À l’origine, les arts martiaux n’étaient pas divisés. On n’apprenait pas l’art des poings, ou l’art des pieds, ou celui des projections. Le Budo (la voie martiale) était un ensemble. Par la suite, pour des commodités d’enseignement, on a séparé l’art martial en plusieurs disciplines. Mais en fait, tout est lié : que ce soit à main nue ou avec une arme, les techniques sont les mêmes. Si l’on pratique bien le Karaté, on n’aura aucune difficulté à utiliser un bâton ou un sabre. La discipline guerrière se transforma véritablement en art martial et en voie (do) d’évolution, lorsque le guerrier rencontra le mysticisme en prenant conscience que l’essence de l’art martial est l’Amour Universel. Pour pouvoir devenir bon, encore faut-il s’être vaincu soi-même et avoir fait preuve de courage et de persévérance.

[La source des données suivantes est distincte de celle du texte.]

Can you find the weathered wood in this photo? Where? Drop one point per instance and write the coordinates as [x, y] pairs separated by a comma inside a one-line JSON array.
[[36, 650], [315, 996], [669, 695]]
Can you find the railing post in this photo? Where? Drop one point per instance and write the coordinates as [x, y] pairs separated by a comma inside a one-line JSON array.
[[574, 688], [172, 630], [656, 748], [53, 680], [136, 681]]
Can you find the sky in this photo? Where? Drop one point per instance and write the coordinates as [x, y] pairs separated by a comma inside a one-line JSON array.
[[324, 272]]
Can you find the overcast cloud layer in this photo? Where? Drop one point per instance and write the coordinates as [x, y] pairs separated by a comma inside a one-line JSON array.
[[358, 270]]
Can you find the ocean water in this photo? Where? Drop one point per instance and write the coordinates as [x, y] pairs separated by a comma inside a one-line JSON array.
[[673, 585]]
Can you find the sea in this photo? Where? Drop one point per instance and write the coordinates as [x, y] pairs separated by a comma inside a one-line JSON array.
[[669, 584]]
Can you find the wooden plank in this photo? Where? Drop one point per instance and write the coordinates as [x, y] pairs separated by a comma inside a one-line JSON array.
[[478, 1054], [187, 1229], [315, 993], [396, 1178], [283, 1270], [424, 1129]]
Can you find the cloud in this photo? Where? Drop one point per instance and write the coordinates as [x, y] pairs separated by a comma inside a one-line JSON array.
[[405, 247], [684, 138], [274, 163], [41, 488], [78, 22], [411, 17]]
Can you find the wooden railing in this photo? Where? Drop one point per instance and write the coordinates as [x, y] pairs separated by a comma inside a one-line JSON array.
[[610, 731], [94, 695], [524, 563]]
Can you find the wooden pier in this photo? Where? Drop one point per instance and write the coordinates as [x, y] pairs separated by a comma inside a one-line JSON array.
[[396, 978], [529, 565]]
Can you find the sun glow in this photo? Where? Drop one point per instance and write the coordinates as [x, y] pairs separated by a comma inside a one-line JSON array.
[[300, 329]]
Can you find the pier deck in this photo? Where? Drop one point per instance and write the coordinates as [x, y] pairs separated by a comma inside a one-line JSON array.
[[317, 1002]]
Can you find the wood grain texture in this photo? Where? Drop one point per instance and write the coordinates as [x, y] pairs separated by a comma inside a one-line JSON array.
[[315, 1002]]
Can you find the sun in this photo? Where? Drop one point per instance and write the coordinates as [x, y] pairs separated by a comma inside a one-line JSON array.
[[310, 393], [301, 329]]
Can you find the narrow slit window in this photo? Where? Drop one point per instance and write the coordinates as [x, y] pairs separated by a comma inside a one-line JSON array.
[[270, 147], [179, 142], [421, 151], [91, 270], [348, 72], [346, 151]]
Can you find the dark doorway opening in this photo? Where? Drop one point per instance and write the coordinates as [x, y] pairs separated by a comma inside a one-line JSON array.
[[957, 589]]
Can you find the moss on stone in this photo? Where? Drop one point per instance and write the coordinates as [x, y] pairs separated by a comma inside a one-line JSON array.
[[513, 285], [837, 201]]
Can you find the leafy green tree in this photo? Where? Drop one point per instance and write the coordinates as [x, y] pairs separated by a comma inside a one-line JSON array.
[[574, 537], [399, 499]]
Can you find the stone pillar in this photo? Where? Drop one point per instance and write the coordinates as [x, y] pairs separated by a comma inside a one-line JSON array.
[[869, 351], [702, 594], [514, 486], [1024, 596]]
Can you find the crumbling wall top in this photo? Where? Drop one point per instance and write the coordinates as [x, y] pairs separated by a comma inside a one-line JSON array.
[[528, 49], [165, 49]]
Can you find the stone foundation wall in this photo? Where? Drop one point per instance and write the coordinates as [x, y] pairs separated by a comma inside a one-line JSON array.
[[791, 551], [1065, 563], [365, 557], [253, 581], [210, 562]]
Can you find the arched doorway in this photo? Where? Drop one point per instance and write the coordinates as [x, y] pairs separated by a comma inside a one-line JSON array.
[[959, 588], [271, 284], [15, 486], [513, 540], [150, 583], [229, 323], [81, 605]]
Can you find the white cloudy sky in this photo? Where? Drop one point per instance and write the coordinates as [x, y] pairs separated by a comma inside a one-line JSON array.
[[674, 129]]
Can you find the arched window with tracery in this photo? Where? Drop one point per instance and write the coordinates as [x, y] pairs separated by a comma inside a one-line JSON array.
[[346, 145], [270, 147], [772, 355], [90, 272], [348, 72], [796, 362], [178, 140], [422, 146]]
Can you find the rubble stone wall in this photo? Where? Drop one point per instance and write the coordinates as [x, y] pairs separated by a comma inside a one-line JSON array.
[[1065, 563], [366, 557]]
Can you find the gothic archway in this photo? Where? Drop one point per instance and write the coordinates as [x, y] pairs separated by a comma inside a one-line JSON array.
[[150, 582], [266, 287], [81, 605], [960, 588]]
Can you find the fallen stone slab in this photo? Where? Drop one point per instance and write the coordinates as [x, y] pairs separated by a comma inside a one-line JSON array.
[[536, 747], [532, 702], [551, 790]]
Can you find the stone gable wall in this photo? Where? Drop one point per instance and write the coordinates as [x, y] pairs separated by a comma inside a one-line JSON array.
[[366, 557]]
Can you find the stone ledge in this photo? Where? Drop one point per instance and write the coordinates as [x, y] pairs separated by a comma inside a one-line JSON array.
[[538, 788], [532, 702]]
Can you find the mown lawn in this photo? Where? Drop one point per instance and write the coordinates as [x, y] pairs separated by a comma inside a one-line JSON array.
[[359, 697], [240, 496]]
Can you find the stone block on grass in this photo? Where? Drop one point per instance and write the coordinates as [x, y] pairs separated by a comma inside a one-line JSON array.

On observe le même phénomène en Occident, où le futur chevalier était initié à la voie de l’épée et de la lutte.
La difficulté de présenter la notion de do (voie) par rapport à celle de jutsu (technique) réside dans la contradiction entre le combat contre un adversaire physique et le combat contre soi-même. Les individus, suivant soit leur mental, soit leur aptitudes physiques, soit leur éducation ou évolution spirituelle, ont tendance à privilégier l’un ou l’autre type de combat.
L’art martial est une voie royale dans laquelle l’homme se trouve appelé, après un long et difficile apprentissage, à construire son chef-d’œuvre comme le faisaient autrefois les Compagnons ou les bâtisseurs de cathédrales. À la différence près que dans l’art martial, la cathédrale, c’est l’homme lui-même. Le Budo est un cheminement, un travail sur la réalité de notre personne, une ascèse qui doit toujours avoir un lien avec une spiritualité et une philosophie. C’est une pratique de polissage pour parvenir à se tenir un peu à l’écart de ce que la vie quotidienne a de sordide et de frustrant, pour trouver plus de plénitude en soi-même.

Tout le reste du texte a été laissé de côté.